Garlic and Honey Salmon with Sour Cream and Horseradish Mashed Potatoes

Ingredients

  • 1/3 cup pure honey
  • 1/4 cup soy sauce
  • 3 cloves garlic, chopped
  • 4 (6-ounce) skin-on salmon filets
  • Kosher salt and freshly ground black pepper
  • 1 Tbsp. olive oil

Directions

  1. In a bowl, combine honey, soy sauce, and garlic. Pat salmon fillets dry with paper towels. Season with salt and pepper to taste.
    1. In a large non-stick skillet heat oil over medium-high heat. Place salmon skin side down and cook, until skin is crispy, 6 to 7 minutes. Flip salmon and add honey mixture to pan. Cook 1 to 2 min. until salmon is just cooked through and sauce is thickened. Serve salmon topped with sauce and the mashed potatoes as a side (see recipe below) alongside, or serve your favorite side dish.
collage of prepared recipes in this article.

Sour Cream and Horseradish Mashed Potatoes

Ingredients

  • 3 lb. Yukon Gold potatoes, halved
  • Kosher salt and freshly ground black pepper
  • 1 1/2 cups sour cream
  • 1/4 cup prepared horseradish, squeezed of excess moisture
  • 1/2 cup (1 stick) unsalted butter, cut into pieces
  • 1/4 cup chopped fresh chives

Directions

  1. Bring potatoes to a boil in a large pot of salted water; simmer 15 to 18 min. or until tender. Set aside 1/2 cup cooking water. Drain and return potatoes to pot.
  2. Whisk together sour cream and horseradish in a bowl. Season with salt and pepper to taste.
  3. Add 6 tablespoons of the butter to the potatoes and mash coarsely. Fold in your sour cream mixture and 3 tablespoons chives. If the potatoes are still too think for your taste, fold in the cooking water you set aside. Transfer to a bowl and top with remaining 2 tablespoons butter and 1 tablespoon chives.

Salmon Panzanella with Cucumber

Ingredients

  • 8 oz. country bread, torn
  • 2 Tbsp. olive oil
  • Kosher salt and black pepper
  • 4 cucumbers
  • 3 Tbsp. red wine vinegar
  • 2 Tbsp. olive oil
  • 1 tsp. caraway seeds
  • 1/4 red onion, sliced
  • 1 small fennel bulb, sliced
  • 1 cup arugula
  • Roasted salmon

Directions

Preheat oven to 425°F. Toss bread, olive oil, salt and pepper together on baking sheet with a rim.
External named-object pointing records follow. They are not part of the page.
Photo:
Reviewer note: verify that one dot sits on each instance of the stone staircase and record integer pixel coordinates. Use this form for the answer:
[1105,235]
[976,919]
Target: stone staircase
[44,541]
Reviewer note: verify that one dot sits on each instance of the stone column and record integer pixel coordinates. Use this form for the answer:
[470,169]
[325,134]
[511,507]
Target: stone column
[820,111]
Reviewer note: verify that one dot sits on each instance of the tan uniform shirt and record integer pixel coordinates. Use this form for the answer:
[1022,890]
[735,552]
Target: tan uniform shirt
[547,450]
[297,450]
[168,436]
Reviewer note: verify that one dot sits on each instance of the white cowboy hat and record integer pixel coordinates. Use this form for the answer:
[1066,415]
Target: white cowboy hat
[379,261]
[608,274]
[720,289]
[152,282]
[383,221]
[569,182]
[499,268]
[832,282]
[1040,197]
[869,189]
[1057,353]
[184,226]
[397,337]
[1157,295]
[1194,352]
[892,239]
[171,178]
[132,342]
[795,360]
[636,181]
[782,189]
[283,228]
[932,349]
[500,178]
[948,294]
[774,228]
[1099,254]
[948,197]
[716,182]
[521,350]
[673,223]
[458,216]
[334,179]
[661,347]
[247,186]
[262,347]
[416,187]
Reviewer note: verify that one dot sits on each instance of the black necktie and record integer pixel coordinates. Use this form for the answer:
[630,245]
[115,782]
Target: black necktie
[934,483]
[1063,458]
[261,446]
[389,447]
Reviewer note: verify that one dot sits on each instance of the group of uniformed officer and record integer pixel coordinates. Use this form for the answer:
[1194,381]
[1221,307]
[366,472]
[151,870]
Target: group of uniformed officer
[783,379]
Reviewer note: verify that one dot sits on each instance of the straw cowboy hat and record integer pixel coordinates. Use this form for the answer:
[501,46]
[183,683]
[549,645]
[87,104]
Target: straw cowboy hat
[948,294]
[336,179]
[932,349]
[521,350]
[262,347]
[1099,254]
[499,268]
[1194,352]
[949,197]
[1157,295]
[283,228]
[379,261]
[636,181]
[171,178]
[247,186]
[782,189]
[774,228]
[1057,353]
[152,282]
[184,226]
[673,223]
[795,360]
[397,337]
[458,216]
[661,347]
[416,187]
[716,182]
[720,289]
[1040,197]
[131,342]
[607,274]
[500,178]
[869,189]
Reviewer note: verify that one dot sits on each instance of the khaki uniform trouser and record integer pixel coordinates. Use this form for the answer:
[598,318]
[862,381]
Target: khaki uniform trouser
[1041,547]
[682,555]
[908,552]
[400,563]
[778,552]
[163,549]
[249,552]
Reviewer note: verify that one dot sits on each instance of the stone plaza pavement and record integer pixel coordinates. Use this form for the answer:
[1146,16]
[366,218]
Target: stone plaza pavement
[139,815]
Toast until golden brown, 8 to 10 mins.; cool. With a large knife, lightly press cucumbers until split, then cut crosswise. Whisk together red wine vinegar, olive oil and caraway seeds in a bowl. Add red onion, fennel bulb, arugula, and cucumbers; stir to combine. Serve topped with bread and flaked roasted salmon.